European regulators will announce next week whether they will punish Facebook for its consumer terms and conditions, after the company was warned in February that its rules do not comply with EU law.
Vera Jourova, the EU Justice Commissioner who oversees consumer rules, told journalists on Monday (16 July), “the practices of Facebook are again under scrutiny after the company has introduced new terms and conditions at the end of April this year and following the Cambridge Analytica case and introduction of the GDPR.”
The GDPR, the EU’s sweeping new data protection law, took effect on 25 May. In March, news broke that political consultancy Cambridge Analytica had analysed data from around 87 million Facebook users without their consent.
Jourova’s concerns over Facebook’s terms and conditions date back to before the massive data scandal. She warned Facebook and Twitter in February that they must change their rules to give consumers clear information explaining why the platforms remove certain posts.
Facebook, Twitter and Google have already complied with an earlier Commission demand to allow EU-based consumers to sue the companies in their home countries. They were previously required to bring cases to courts in California, where the tech companies are based.
“Not all the changes are in line with consumer laws”, the official said.
The group of national consumer protection authorities from EU countries will send a letter to Facebook describing its decision. National consumer regulators act independently since there is no EU-level authority in charge of sanctioning companies. But the watchdogs have cooperated with each other and shared information on company violations in the Facebook case and other large-scale inquiries.

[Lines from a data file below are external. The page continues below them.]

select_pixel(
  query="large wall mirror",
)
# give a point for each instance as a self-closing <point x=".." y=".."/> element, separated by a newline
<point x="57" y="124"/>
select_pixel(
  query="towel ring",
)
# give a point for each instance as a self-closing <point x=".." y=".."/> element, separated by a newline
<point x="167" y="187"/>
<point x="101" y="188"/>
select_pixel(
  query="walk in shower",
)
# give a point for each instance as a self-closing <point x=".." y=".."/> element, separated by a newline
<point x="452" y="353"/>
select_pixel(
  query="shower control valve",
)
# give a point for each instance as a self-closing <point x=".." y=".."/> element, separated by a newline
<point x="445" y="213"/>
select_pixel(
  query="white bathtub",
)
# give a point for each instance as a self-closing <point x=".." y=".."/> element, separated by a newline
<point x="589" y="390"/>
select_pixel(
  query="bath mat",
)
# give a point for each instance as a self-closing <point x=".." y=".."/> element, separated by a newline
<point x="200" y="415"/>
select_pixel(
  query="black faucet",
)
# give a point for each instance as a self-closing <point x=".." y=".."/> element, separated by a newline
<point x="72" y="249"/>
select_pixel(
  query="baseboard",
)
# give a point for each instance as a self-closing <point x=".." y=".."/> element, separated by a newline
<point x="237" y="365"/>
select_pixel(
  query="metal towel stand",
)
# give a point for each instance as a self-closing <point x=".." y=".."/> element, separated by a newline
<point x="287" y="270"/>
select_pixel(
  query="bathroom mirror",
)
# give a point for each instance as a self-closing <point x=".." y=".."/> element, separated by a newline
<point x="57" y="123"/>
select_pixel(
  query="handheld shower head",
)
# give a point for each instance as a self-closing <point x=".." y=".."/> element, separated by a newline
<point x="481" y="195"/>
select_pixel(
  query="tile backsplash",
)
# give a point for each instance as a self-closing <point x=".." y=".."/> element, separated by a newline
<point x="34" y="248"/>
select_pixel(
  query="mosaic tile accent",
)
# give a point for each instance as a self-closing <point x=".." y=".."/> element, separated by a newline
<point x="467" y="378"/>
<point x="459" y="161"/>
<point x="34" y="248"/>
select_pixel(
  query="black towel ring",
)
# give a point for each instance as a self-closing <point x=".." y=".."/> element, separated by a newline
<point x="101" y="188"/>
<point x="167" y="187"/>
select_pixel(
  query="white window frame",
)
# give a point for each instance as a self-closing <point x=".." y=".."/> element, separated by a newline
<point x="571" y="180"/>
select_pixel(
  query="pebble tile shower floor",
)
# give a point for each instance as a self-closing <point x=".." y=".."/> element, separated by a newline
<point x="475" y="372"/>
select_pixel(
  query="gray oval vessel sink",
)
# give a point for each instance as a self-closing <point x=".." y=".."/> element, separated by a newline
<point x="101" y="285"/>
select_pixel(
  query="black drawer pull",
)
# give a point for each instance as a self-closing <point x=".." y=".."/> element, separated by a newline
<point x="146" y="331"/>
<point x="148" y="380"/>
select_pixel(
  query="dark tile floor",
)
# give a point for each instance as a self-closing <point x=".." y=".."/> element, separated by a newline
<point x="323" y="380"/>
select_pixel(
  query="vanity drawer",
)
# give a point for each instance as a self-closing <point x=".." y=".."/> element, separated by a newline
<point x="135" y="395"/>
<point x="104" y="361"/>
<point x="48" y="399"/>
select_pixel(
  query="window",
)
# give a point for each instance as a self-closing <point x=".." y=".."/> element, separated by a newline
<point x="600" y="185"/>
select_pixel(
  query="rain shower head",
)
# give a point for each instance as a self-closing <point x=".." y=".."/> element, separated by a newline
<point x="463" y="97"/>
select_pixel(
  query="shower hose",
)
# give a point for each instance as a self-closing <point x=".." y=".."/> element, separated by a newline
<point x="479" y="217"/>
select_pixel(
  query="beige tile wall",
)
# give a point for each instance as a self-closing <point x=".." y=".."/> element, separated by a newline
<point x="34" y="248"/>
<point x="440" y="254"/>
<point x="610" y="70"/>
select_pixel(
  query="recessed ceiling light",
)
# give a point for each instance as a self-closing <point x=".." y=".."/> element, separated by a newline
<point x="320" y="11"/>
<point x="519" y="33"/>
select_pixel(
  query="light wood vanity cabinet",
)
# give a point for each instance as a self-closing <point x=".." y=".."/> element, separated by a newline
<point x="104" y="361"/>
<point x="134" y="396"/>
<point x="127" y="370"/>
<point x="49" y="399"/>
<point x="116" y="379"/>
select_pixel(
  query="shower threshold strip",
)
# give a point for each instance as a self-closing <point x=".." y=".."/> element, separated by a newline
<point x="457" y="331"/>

Jourova said on Monday, “we are now looking at how Facebook is asking for consent for personal data. For instance, if they are clear enough in their terms and conditions, how they are using the personal data of people.”
“We would like Facebook to take more responsibility for other apps and third parties that use their service. The story of Cambridge Analytica shows that Facebook must improve how it sees its relationship with other companies that are on the platforms,” she added.
A Facebook spokeswoman had not responded to a request for comment at the time this story was published.
Under the GDPR, people can give their consent to allow companies to process their personal data.
If firms break the data protection law, national privacy regulators must investigate and decide whether to impose sanctions. Jourova oversees both EU data protection and consumer law.
She proposed an overhaul to EU consumer rules in April that would raise the level of fines against companies to a maximum of 4% of their annual turnover in a given European country. The bill is in early phases of legal negotiations.
Christoph Schmon from the European Consumer Organisation, said “there should be heavy and deterrent sanctions” against firms that don’t comply with consumer rules.
Data protection regulators have not weighed in on the decision expected next week on Facebook’s terms and conditions. If consumer regulators choose to sanction the company, those will not be based on the high-level fines outlined in the GDPR.
The UK data protection authority announced last week that it will fine Facebook £500,000, or around €564,000, for violating privacy rules by allowing Cambridge Analytica to collect its users’ data. Elizabeth Denham, the UK information commissioner, said the fine would have been higher if the breach had taken place when the GDPR was already in effect.